We want to come out, virtually simultaneously with a statement: there is a recall on basil, it was sold to Chain A for use in State A, B and C. All restaurants searched and all the product has been consumed or destroyed.

As part of its Produce Safety Action Plan, FDA has been working with industry to develop commodity-specific guidelines for five “high-risk” commodity groups: Cantaloupes, Tomatoes, Lettuce and Leafy Greens, Green Onions and Herbs. This effort began in 2005. Why in the world do we not yet have the plan for herbs? There is, of course, no way to know if it would have helped, but it couldn’t hurt and might do some good.

And it would give someone like Alberto Martinez, who seems like a decent guy who just got run over by a train, something useful to demand of his growers.

Now he is left demanding more testing, not because statistically that will make a difference, but because he feels that “… if we test product on the ground and it comes out OK, at least we’re doing our part. I don’t want to get people sick.”

We should give herb growers a better set of tools so that we can make that more likely.
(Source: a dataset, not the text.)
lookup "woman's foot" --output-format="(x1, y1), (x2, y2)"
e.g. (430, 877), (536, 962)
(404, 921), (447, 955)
Let us commit to a date certain to finish the Commodity Specific Guidelines for herbs.

Many thanks to Alberto Martinez and Top Line Specialty Produce for taking time in the midst of a pretty tough day to help keep the broader industry informed.

Just as we were putting this to bed we received word of a second, related recall:

We would like to inform you of a Voluntary Recall of 1# Fresh Basil packed under the Bon Apetit brand because they have a potential to be contaminated with Salmonella.

No illnesses have been reported to date in connection with this problem.

The lot# for the 1# Basil involved in the voluntary recall is 52/340.

Following is the specific information:

Product shipped overnight on December 6, 2007

100 — 1# Basil PO#40836

Please call me for any additional information.

Ralph Slomovits
VP Sales & Marketing
HerbThyme Farms, Inc.
310-884-9122 Fax: 637-7218

Apparently HerbThyme Farms had bought some product from Top Line Specialty Produce so this is the exact same product being recalled for the exact same reason. No indication of a larger problem. Many thanks to Ralp Slomovits and HerbThyme Farms for burning the midnight oil to keep the trade informed.